La señal media se toma del centro de la imagen, mientras que la señal de ruido se calcula a partir de los parches de esquina. Ejecute una secuencia de eco de degradado múltiple para comprobar si hay posibles problemas de susceptibilidad debido al cable de la bobina y a la propia muestra. Para las bobinas sumergidas, la diferencia en la susceptibilidad entre los cables de bobina y su entorno se reduce en gran medida.
Imágenes de alta resolución tal vez alcanzadas con experimentos flash 3D. Se pueden distinguir varias características de raíz, como la endodermis, la corteza y el xilem, que son difíciles de resolver utilizando bobinas más grandes. Las secuencias multislice y multiecho también se pueden utilizar para reducir la influencia de la susceptibilidad.
Sin embargo, esto viene a costa de una sensibilidad reducida por unidad de tiempo. Los nódulos radiculares de Medicago truncatula también pueden ser imageados usando este protocolo. Se obtuvo una resolución isotrópica de 31 micrómetros en cuatro minutos, mientras que se obtuvo una resolución isotrópica de 16 micrómetros en 33 minutos.

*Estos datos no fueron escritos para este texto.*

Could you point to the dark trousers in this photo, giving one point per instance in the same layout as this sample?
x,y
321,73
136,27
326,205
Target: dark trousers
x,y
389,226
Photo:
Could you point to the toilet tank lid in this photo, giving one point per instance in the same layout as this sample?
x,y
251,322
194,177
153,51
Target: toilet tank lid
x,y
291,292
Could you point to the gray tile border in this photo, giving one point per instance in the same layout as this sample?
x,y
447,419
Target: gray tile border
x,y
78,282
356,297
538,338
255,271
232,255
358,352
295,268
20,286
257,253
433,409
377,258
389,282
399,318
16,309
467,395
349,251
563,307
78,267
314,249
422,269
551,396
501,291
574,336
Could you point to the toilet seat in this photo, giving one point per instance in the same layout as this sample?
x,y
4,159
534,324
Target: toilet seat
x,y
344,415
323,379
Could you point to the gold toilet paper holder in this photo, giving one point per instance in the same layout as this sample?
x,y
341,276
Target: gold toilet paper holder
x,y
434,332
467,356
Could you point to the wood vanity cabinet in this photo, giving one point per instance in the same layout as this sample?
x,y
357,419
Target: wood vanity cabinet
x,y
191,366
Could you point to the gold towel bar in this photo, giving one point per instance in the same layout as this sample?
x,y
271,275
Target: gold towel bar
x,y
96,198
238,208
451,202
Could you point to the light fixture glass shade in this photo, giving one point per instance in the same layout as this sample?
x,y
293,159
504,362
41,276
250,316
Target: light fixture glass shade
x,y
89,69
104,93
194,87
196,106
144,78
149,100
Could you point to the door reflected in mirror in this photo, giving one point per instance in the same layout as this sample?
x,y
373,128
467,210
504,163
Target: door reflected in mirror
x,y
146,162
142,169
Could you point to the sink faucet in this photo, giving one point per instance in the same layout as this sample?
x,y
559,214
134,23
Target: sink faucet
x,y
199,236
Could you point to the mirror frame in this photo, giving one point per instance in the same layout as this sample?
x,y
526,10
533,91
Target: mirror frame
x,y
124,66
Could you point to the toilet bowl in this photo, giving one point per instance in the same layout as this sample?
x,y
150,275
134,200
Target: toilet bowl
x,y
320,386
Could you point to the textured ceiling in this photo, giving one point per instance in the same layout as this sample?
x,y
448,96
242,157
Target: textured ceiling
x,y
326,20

Esto permite estudiar en detalle varios aspectos fisiológicos de pequeños nódulos radiculares. Para una preparación exitosa de la muestra, es importante sumergir completamente tanto la muestra como el capilar en el líquido. Esto evita la formación de burbujas de aire que afectan negativamente a la calidad de la imagen.
Debido a que las imágenes por RMN no son destructivas, podemos extraer la muestra biológica después de la exploración por RMN y usarla para un estudio adicional utilizando, por ejemplo, la microscopía óptica. Después de ver este video, debe tener una comprensión básica de la caracterización y el funcionamiento de microcobos para aplicaciones de imágenes. Esto se puede aplicar a una amplia variedad de muestras biológicas.